Em delação premiada, o ex-presidente da área de Construção
da Andrade Gutierrez Rogério Nora de Sá relatou novos detalhes do esquema de
corrupção envolvendo as principais obras ferroviárias do País, a Ferrovia
Norte-Sul e a Interligação Leste-Oeste. Já investigadas pela Procuradoria da
República em Goiás, as obras tinham um acerto, segundo o delator, de cerca de
5% do valor dos contratos em propinas ao ex-presidente da Valec, João Francisco
das Neves, conhecido como Juquinha, ao PR e ao ex-deputado Valdemar Costa Neto.

Além de confirmar o cartel das empreiteiras nas obras,
revelado pelas investigações da Procuradoria da República em Goiás em conjunto
com a Polícia Federal e o Conselho Administrativo de Defesa Econômica (Cade), o
delator revelou, pela primeira vez, qual o partido político que teria se
beneficiado do esquema na estatal de transportes ferroviários.
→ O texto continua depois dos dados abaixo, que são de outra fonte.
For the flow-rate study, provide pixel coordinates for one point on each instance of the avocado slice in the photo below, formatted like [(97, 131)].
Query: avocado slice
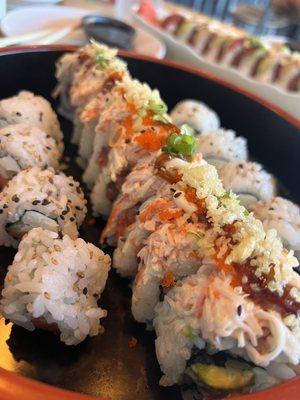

Atualmente,
Juquinha já responde a uma ação penal na Justiça Federal de Goiás acusado de
receber R$ 2,24 milhões em propinas para beneficiar empreiteiras nas obras da
Valec.

“Que logo após a publicação do edital (das obras da
Norte-Sul em 2004), a Andrade Gutierrez e outras empresas iniciaram as
tratativas para se cartelizar; que segundo Rodrigo Lopes (executivo da Andrade
que atuava nas obras da Valec) a Valec era controlada pelo PR, o qual também
tinha ascendência muito grande sobre o Ministério dos Transportes”, disse
Rogério em sua delação.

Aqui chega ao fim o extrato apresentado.